« Terriblement naïf »Des recherches sur les drones allemands dans le viseur des espions
Les responsables de la protection constitutionnelle et les responsables de la sécurité sont alarmés : la technologie aérospatiale bavaroise suscite apparemment un intérêt de l’étranger. Les rencontres entre chercheurs et collègues de Russie et de Chine sont tout sauf anodines.
L’Office pour la protection de la Constitution constate que d’importants domaines de recherche bavarois sont de plus en plus ciblés par les services de renseignement étrangers et met en garde contre une fuite de connaissances liées à la sécurité. Les domaines de recherche tels que l’aérospatiale, l’intelligence artificielle et la technologie des drones sont particulièrement touchés, a déclaré l’office d’État compétent au « Handelsblatt ». Grâce à son réseau étroit entre la science, l’industrie et les startups, la recherche spatiale bavaroise fait « partie des meilleures classes européennes » et constitue donc « une cible très attractive pour l’espionnage économique et scientifique ».

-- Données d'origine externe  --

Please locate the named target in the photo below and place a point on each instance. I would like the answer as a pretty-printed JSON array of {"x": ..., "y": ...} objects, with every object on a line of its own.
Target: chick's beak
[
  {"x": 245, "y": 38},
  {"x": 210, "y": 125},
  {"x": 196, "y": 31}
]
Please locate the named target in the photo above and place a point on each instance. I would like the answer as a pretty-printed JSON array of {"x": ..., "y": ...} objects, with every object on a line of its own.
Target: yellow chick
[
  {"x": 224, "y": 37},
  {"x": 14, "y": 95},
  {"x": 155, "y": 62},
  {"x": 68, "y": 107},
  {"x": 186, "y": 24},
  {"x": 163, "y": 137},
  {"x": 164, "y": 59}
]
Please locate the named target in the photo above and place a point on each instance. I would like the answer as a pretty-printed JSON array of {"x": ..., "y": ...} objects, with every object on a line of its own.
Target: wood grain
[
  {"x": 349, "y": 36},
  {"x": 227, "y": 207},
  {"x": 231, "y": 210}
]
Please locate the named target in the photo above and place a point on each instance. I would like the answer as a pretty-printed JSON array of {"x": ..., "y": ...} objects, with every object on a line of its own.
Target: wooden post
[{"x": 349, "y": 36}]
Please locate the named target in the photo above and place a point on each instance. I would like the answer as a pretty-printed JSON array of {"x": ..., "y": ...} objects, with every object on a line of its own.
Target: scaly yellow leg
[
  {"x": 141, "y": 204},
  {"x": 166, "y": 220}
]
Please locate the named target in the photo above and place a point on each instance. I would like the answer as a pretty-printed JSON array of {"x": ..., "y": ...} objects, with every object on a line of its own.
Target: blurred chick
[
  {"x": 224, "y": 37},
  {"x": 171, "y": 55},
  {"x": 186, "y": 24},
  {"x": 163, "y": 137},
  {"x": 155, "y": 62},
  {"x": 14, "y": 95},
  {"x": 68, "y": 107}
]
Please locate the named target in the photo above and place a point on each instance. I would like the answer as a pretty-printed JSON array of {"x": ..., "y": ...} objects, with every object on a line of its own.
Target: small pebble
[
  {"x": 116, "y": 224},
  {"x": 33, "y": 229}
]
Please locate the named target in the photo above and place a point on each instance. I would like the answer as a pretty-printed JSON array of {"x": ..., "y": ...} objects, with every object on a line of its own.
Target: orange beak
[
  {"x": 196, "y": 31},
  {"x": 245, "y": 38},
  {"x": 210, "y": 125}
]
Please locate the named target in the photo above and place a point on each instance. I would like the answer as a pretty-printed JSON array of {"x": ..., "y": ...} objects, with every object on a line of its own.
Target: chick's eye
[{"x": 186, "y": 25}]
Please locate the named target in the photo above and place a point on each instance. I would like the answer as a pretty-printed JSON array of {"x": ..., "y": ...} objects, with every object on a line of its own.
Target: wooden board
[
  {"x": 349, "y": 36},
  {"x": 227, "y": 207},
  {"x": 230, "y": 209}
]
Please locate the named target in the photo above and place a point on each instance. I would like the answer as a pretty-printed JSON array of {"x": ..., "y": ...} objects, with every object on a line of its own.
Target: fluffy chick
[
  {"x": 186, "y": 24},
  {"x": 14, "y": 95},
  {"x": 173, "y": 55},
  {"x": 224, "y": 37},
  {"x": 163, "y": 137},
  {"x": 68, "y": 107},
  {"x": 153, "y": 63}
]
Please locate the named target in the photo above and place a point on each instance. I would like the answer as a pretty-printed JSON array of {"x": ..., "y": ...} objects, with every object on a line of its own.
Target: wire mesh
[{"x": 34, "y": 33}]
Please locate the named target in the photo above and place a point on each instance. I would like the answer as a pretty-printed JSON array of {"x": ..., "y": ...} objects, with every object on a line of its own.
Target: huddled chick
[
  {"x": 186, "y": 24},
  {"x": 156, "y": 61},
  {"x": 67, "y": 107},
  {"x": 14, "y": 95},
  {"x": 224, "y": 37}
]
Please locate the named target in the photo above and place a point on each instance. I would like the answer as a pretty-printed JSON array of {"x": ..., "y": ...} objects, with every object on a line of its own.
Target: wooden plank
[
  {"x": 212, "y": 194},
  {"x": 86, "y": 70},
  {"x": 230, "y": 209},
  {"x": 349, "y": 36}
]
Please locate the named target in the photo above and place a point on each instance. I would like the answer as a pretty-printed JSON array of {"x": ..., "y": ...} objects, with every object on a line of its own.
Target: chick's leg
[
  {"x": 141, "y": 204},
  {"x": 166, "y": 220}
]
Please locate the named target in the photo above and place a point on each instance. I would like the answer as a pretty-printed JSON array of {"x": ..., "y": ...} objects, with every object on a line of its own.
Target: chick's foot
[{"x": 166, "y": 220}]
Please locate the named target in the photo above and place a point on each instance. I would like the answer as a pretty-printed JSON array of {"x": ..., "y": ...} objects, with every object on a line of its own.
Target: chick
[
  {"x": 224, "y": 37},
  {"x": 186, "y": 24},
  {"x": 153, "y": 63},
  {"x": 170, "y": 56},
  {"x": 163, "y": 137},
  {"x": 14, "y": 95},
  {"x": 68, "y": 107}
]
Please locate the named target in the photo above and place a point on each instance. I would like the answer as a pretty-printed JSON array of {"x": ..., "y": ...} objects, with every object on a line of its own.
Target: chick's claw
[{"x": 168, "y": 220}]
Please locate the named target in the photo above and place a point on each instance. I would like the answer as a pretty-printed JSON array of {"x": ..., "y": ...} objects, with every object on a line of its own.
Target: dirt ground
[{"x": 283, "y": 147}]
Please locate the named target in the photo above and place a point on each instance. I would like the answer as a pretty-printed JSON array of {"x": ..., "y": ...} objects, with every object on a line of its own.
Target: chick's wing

Selon une étude du « Handelsblatt », des chercheurs sur les drones de l’Université technique de Munich (TUM) et des scientifiques chinois et russes se réunissent régulièrement à l’occasion de la conférence aérospatiale internationale Icasse. Les sujets incluent les drones, les systèmes de vol autonomes, la navigation par satellite, les technologies hypersoniques, les moteurs et l’intelligence artificielle. La conférence a eu lieu à Hong Kong la semaine dernière.
Le chef adjoint du groupe parlementaire des Verts, Konstantin von Notz, a qualifié les collaborations de recherche dans le secteur des drones de « terriblement naïves ». Il est « très inquiétant que des chercheurs des plus grandes universités allemandes échangent des idées avec des représentants d’Etats autoritaires sur ce sujet hautement sensible », a déclaré le vice-président de la commission de contrôle parlementaire au « Handelsblatt ». Le gouvernement fédéral doit « faire tout ce qui est nécessaire pour protéger les intérêts de sécurité allemands et européens contre les fuites d’informations vers des États autoritaires ».
Le député du groupe parlementaire de l’Union, Norbert Röttgen, a également vivement critiqué les réunions régulières entre les chercheurs allemands sur les drones et les scientifiques chinois et russes. « Au vu de la guerre d’agression russe contre l’Ukraine et du soutien chinois à la Russie, je pense que c’est une grave négligence de la part des scientifiques allemands de coopérer avec les institutions chinoises et russes dans le but de transférer des connaissances », a déclaré le politicien de la CDU au journal.
La Chine et la Russie ont depuis longtemps cessé de faire la distinction entre les technologies qui peuvent également être utilisées à des fins militaires ou exclusivement à des fins civiles, a déclaré Röttgen. Dans les deux pays, chaque technologie civile est également examinée pour son utilisation militaire et utilisée en conséquence. « Par conséquent, tout échange de connaissances soutient également les industries de défense russes et chinoises », a déclaré Röttgen.
Appel aux conséquences
Le président de la commission de contrôle parlementaire du Bundestag, Marc Henrichmann, a appelé à des conséquences. Il faut prendre conscience que les informations susceptibles d’être utilisées à des fins militaires sont actuellement particulièrement demandées. « Pour ce faire, nous avons besoin de directives claires en matière de sécurité de la recherche, d’une sensibilisation cohérente des institutions et d’une consultation plus étroite avec nos autorités de sécurité », a déclaré l’homme politique de la CDU au « Handelsblatt ». La recherche aérospatiale allemande, hautement reconnue au niveau international, est « au centre de l’espionnage chinois ». La Chine « exploite spécifiquement la liberté académique pour acquérir un savoir-faire militaire ».
Selon l’Office d’État bavarois pour la protection de la Constitution, en ce qui concerne la Chine, « on peut supposer que tous les résultats pertinents obtenus dans le cadre de la recherche civile seront également mis à la disposition de l’armée chinoise et du secteur de l’armement ».